Im Licht dieser Erwägungen erweist sich auch das Ergebnis der von der belangten Behörde gemäß § 66 Abs. 2 FPG vorgenommenen Abwägung als unbedenklich. Die Integration des Beschwerdeführers hat in der für sie wesentlichen sozialen Komponente durch die von ihm begangenen Delikte eine ganz erhebliche Beeinträchtigung erfahren. Zu seinen Ungunsten fällt dabei auch ins Gewicht, dass er sich beruflich nicht in Österreich zu integrieren vermochte. Von daher gesehen hat die belangte Behörde zu Recht den nachteiligen Folgen einer Abstandnahme von der Erlassung des Aufenthaltsverbotes kein geringeres Gewicht beigemessen als den Auswirkungen dieser Maßnahme auf seine Lebenssituation und die seiner Angehörigen.

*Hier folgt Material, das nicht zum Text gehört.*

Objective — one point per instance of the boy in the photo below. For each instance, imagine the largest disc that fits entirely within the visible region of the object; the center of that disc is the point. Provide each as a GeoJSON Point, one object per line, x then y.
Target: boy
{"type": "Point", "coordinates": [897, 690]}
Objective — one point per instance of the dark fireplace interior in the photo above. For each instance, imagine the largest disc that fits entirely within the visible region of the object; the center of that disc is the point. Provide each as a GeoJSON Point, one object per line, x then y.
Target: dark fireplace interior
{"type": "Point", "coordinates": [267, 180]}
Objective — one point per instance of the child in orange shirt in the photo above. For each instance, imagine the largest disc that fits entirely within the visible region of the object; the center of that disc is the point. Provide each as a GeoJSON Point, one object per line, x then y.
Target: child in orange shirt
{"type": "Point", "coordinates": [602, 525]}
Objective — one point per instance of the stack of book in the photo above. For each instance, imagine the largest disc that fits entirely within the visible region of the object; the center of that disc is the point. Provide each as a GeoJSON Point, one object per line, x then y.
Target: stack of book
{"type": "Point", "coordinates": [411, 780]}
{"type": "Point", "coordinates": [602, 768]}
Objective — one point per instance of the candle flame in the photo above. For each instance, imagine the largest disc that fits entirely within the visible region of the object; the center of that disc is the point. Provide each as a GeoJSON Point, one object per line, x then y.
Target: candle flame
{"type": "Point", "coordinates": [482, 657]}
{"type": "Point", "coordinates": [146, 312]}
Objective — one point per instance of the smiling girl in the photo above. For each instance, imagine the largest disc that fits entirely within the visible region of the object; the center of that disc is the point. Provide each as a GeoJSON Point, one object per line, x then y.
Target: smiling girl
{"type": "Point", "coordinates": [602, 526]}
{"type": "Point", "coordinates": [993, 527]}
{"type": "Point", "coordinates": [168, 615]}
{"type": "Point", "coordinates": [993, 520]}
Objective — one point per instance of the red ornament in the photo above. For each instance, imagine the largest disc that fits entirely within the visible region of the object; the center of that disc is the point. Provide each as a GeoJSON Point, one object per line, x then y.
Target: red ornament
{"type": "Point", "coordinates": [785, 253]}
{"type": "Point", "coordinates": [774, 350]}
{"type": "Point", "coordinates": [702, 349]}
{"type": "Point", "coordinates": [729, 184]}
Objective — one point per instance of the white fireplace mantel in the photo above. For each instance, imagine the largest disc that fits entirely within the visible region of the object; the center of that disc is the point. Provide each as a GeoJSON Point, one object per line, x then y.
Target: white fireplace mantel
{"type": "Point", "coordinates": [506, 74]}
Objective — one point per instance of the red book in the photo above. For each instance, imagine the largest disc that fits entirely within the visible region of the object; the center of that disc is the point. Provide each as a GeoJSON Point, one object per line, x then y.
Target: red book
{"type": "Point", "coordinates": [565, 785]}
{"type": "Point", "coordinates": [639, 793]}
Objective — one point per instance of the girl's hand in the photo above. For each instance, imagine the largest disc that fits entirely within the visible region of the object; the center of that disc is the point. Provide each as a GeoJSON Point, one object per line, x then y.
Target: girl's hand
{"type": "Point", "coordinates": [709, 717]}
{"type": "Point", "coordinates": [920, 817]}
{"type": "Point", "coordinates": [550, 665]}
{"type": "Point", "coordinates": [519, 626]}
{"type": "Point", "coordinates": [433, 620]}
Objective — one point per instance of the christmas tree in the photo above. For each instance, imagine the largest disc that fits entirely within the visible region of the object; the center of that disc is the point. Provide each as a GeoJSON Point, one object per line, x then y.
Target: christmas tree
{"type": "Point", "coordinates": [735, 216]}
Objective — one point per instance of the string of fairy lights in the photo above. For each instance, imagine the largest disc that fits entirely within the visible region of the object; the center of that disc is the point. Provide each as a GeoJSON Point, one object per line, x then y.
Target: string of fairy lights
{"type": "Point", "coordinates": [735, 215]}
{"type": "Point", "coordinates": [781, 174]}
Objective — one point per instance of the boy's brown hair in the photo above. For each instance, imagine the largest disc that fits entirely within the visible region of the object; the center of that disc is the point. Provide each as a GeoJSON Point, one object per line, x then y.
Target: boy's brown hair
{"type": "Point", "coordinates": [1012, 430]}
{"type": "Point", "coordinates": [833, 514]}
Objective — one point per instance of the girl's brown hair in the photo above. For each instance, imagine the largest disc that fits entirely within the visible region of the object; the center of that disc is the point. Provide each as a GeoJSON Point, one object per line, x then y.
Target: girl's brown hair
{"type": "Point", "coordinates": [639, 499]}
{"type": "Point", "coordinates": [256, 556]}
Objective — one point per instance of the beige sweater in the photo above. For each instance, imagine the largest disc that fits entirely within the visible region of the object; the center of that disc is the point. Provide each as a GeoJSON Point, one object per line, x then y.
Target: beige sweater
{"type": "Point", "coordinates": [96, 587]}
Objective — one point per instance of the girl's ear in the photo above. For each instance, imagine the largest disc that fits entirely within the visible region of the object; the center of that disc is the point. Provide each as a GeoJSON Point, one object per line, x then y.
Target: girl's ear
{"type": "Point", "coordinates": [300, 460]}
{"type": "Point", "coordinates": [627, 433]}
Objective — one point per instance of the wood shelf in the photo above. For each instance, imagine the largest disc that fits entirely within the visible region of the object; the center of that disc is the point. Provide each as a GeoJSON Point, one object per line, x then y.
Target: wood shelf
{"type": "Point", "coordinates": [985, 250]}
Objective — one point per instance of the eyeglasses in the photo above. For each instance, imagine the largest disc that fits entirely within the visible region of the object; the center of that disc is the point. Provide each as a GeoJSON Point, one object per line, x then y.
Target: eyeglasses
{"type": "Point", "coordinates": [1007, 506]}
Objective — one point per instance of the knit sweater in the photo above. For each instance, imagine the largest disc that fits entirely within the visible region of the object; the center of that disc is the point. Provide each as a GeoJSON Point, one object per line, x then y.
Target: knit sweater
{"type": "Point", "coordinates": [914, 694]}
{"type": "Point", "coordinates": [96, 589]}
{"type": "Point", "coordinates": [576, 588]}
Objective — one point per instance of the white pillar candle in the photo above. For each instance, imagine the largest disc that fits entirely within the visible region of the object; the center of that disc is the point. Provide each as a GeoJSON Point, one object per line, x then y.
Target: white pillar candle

Soweit der Beschwerdeführer in diesem Zusammenhang ins Treffen führt, dass seine Mutter infolge ihrer Erkrankung seines Beistands bedürfe, ist ihm entgegenzuhalten, dass keine Anhaltspunkte dafür bestehen, dass seine Mutter ohne diesen Beistand nicht ausreichend gepflegt werden könnte. Sein eigener bisheriger Beistand wird außerdem durch seine Haftzeiten relativiert.

4. Die Beschwerde war daher gemäß § 42 Abs. 1 VWG als unbegründet abzuweisen.

5. Die Zuerkennung von Aufwandersatz beruht auf den §§ 47 ff in Verbindung mit der Verordnung BGBl. II Nr. 455/2008.